O atacante Gabriel Jesus volta a Madrid depois de quatro anos para disputar mais uma partida decisiva de Champions League na carreira. O Arsenal encara o Atlético nesta quarta-feira (29), no Riyadh Air Metropolitano, palco que o brasileiro nunca pisou anteriormente. Sua principal vítima na Espanha é o Real Madrid: no total, foram três gols e uma assistência em quatro jogos disputados contra os merengues, todos pelo Manchester City, com três vitórias e apenas uma derrota, justamente na última vez dele na capital espanhola, em 4 de maio de 2022.
Apesar de nunca ter vencido a competição, os números de Gabriel Jesus o credenciam como um dos principais atletas brasileiros na Champions. Entre os jogadores em atividade, é o terceiro com mais gols marcados (26), ao lado de Rodrygo, do Real Madrid. No ranking, fica atrás apenas de Neymar, com 43 gols, e Vini Jr, com 34. Além disso, possui nove assistências para gols e tem a incrível média de 0,63 participações diretas em gols por partida na principal competição do planeta.
Contra o Atlético de Madrid, Jesus só atuou uma vez, no jogo de ida das quartas de final da edição de 2021/22 da Champions League, ainda pelo Manchester City. Na ocasião, seu time venceu por 1 a 0, no Etihad Stadium, com gol de Kevin De Bruyne.

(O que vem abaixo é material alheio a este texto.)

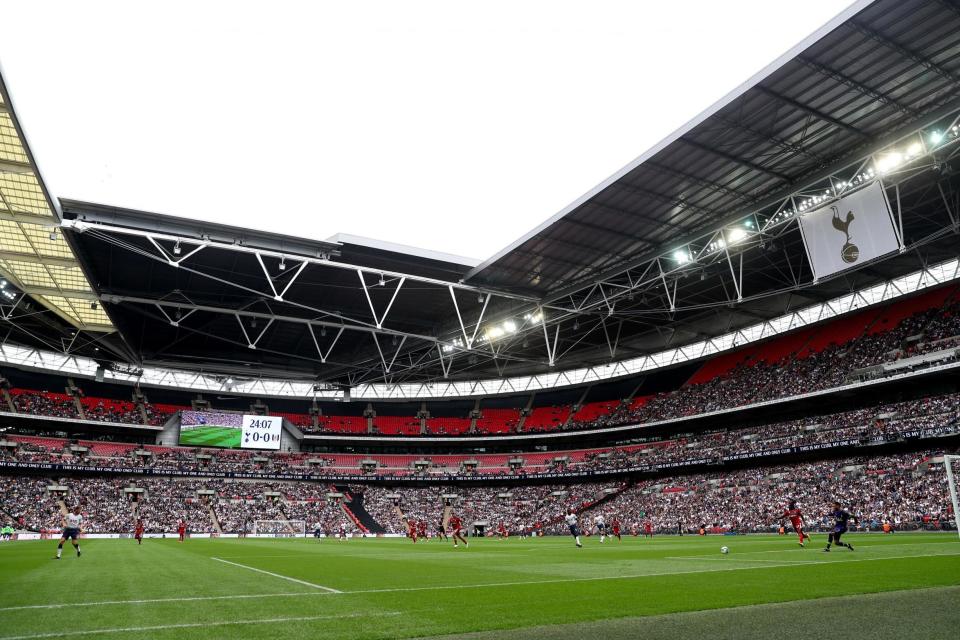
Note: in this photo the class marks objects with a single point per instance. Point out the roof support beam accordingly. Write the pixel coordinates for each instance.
(904, 51)
(859, 86)
(35, 259)
(62, 293)
(816, 113)
(732, 158)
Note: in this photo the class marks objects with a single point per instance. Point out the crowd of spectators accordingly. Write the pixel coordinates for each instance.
(752, 380)
(44, 403)
(905, 490)
(516, 507)
(934, 415)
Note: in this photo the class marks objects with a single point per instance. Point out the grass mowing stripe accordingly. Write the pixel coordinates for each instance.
(275, 575)
(196, 625)
(329, 591)
(792, 563)
(100, 603)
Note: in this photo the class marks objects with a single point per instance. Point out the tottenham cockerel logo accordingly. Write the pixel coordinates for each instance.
(849, 252)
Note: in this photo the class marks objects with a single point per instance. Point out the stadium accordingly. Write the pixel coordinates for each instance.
(717, 394)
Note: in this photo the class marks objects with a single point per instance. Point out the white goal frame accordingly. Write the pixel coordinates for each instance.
(280, 528)
(948, 461)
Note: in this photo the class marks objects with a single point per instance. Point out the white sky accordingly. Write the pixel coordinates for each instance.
(448, 126)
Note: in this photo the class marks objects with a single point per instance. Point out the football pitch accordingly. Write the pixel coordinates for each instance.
(895, 586)
(210, 436)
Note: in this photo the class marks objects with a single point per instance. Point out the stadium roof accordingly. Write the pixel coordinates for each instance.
(599, 282)
(33, 256)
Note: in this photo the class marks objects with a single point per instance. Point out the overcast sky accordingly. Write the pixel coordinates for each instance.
(449, 126)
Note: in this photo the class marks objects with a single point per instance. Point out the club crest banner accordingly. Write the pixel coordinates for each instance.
(851, 231)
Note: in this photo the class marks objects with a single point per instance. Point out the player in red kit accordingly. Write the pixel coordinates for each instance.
(457, 525)
(796, 519)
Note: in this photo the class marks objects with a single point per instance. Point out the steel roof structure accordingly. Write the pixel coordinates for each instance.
(33, 255)
(696, 238)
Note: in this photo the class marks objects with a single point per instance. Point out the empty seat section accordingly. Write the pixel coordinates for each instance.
(546, 418)
(396, 425)
(343, 424)
(592, 411)
(498, 420)
(448, 426)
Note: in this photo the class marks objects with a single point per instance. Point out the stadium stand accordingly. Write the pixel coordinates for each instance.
(906, 490)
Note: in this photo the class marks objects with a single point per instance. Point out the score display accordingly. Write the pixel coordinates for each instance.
(230, 430)
(261, 432)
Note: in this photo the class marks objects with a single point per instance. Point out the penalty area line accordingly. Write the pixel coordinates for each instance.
(275, 575)
(195, 625)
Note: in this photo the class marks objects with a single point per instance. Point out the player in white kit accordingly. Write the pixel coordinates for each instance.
(72, 524)
(571, 519)
(601, 526)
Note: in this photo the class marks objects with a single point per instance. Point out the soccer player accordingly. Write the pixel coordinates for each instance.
(571, 520)
(601, 526)
(412, 527)
(615, 525)
(841, 517)
(796, 519)
(72, 524)
(457, 525)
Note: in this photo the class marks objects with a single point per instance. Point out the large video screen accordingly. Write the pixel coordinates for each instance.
(231, 430)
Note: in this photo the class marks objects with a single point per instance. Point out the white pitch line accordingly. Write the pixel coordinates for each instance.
(737, 559)
(195, 625)
(275, 575)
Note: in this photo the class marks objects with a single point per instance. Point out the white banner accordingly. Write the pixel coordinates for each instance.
(851, 231)
(261, 432)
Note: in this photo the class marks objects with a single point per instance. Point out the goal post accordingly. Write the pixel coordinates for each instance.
(280, 528)
(949, 463)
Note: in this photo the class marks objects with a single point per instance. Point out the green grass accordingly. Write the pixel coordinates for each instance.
(391, 588)
(210, 436)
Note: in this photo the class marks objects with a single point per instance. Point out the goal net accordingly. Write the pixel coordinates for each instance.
(280, 528)
(952, 466)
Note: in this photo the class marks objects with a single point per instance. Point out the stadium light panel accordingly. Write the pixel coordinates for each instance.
(889, 161)
(736, 235)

Contra adversários espanhóis, o atacante ainda tem um jogo contra o Sevilla, com um gol e uma assistência, também pelo City. Na temporada passada, já pelo Arsenal, não esteve em campo nos confrontos diante do Athletic Bilbao, Girona, Atlético de Madrid e Real Madrid.
Pelo menos por enquanto, além de priorizar a fase decisiva da Champions e também da Premier League, a qual disputa ponto a ponto o título com o Manchester City, Gabriel ainda sonha com a seleção brasileira.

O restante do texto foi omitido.